MT As cidades japonesas, tanto quanto as de alguns outros países, estão entrando na Era Pós-Industrial, em que novos conceitos como diversidade, fragmentação, virtualidade, preocupações ecológicas, etc, encontram-se em emergência. Em sua opinião, como podem estes conceitos influenciar a criação arquitetônica, e sobre quais principais conceitos você baseia o seu trabalho?

RY Esta pergunta é, ao mesmo tempo, interessante e difícil de responder. Eu procuro fazer minha arquitetura de acordo com o meu caráter e minha lógica pessoal. Sou, por outro lado, uma pessoa vivendo no Japão do século 20, recebendo, talvez, influências tanto do espírito do século quanto da cultura japonesa. Quando digo Japão, refiro-me ao Japão modernizado, similar ao Brasil modernizado, à Europa ou Estados Unidos. Talvez tenhamos todos problemas parecidos, os mesmos problemas globais. E eu gostaria de estar propondo soluções para problemas globais, não apenas para problemas especificamente japoneses. Esta talvez seja a razão pela qual você se interessa pelo meu trabalho. Bem, espero que seja! (risos)

MT Você diz que seu trabalho visa apresentar soluções para problemas globais e faz uma arquitetura que poderia também ser chamada de internacional ou global. Não é exatamente arquitetura japonesa, nem exatamente ocidental. Seria possível falar de seu trabalho fazendo uma diferença entre seus elementos japoneses e ocidentais? Em outras palavras, em sua arquitetura, o que poderia ser referenciado à cultura japonesa?
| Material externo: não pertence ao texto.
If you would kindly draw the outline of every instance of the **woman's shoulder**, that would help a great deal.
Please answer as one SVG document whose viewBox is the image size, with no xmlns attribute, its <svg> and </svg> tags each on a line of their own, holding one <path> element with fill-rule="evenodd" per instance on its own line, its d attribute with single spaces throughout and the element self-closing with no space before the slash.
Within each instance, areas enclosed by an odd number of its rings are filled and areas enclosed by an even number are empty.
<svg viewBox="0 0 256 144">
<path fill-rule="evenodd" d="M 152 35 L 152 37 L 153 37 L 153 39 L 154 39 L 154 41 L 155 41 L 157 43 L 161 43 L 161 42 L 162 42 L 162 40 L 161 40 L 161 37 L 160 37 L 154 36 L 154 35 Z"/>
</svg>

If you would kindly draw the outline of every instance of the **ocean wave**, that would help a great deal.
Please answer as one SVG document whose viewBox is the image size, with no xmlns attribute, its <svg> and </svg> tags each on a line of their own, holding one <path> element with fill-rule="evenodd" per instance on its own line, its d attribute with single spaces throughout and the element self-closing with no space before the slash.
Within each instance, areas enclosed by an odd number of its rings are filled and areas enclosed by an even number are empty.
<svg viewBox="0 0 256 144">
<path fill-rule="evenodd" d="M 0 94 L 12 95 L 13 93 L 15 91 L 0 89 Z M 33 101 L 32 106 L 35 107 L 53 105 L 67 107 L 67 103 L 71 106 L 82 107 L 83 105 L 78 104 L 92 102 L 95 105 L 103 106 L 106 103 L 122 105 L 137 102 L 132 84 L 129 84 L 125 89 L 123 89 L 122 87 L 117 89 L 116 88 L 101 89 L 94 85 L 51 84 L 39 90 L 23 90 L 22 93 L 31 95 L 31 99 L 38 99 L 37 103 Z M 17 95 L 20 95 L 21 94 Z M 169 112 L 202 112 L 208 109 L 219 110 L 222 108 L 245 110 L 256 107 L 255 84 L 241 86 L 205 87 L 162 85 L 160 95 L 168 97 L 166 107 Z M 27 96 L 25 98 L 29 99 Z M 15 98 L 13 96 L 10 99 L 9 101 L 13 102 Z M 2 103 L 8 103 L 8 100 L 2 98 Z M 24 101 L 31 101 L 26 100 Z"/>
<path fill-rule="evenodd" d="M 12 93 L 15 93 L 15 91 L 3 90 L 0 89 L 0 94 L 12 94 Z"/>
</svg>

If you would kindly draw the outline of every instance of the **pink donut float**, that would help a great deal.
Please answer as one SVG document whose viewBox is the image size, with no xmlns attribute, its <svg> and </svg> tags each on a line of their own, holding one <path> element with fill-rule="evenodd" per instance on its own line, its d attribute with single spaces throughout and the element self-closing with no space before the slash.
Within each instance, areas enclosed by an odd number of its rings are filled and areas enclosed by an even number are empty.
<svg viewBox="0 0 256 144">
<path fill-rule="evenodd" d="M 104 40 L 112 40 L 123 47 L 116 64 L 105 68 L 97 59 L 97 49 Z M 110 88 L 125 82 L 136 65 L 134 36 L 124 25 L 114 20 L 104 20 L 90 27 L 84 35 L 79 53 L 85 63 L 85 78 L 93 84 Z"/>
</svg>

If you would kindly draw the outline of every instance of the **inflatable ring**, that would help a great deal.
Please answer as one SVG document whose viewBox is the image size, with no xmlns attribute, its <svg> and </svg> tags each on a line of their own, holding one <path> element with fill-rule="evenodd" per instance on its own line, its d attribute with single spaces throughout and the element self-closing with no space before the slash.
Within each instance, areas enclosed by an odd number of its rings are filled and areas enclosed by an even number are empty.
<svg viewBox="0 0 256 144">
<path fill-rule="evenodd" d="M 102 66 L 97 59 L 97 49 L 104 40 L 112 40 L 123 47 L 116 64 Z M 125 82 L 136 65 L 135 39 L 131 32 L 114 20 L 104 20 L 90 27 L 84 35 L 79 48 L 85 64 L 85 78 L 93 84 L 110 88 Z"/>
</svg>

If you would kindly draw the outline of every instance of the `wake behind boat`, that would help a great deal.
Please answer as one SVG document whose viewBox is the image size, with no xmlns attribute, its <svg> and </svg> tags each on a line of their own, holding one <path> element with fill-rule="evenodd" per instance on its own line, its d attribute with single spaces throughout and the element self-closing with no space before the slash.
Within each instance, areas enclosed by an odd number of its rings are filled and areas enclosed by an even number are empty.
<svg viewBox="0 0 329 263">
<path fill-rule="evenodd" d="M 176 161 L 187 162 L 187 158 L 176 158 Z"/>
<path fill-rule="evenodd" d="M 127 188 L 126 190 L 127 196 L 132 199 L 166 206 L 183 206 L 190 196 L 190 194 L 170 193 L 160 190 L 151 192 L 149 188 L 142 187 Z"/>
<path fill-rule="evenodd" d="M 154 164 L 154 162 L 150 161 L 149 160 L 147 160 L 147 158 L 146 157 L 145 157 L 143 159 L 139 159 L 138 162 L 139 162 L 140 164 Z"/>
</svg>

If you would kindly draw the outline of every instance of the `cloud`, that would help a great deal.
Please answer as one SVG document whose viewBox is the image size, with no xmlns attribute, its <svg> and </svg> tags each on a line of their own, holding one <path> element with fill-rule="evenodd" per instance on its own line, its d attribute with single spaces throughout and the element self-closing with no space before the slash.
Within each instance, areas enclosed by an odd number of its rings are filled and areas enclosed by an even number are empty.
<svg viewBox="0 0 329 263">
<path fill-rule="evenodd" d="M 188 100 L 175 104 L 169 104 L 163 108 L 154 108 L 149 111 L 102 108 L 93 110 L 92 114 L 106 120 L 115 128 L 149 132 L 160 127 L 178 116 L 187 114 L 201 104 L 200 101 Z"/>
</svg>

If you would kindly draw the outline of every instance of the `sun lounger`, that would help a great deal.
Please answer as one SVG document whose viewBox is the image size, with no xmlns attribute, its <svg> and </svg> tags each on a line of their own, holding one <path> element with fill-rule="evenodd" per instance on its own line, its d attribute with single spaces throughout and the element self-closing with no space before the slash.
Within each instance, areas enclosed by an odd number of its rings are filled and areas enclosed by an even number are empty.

RY Eu reconheço meu trabalho como global, mas visto do seu ponto de vista, quero dizer, do ponto de vista do estrangeiro, meu trabalho é, talvez, muito especificamente o de um arquiteto japonês. Talvez a minha visão se justifique pelo fato de eu estar no Japão, e no século 20, talvez tão fortemente amarrado a esta sociedade que não sou capaz de ter uma visão mais ampla. Visto de fora, meu trabalho pode parecer muito japones sem que eu perceba. Do meu ponto de vista, eu faço um trabalho global e internacional.

MT Com toda certeza, sim! Mas eu noto, por exemplo, que sua recente "Casa em Okayama" repousa sobre pisos elevados que me lembram muito tipologias tradicionais japonesas.

RY E como lhe pareceria o mesmo piso elevado sobre uma base maciça?

MT Bem, neste caso eu não pensaria na tradição japonesa, mesmo se a organização geral da casa, com seus diferentes pequenos edifícios em torno de um pátio central, lembra-me, sem dúvida, o princípio de organização de uma minka [1]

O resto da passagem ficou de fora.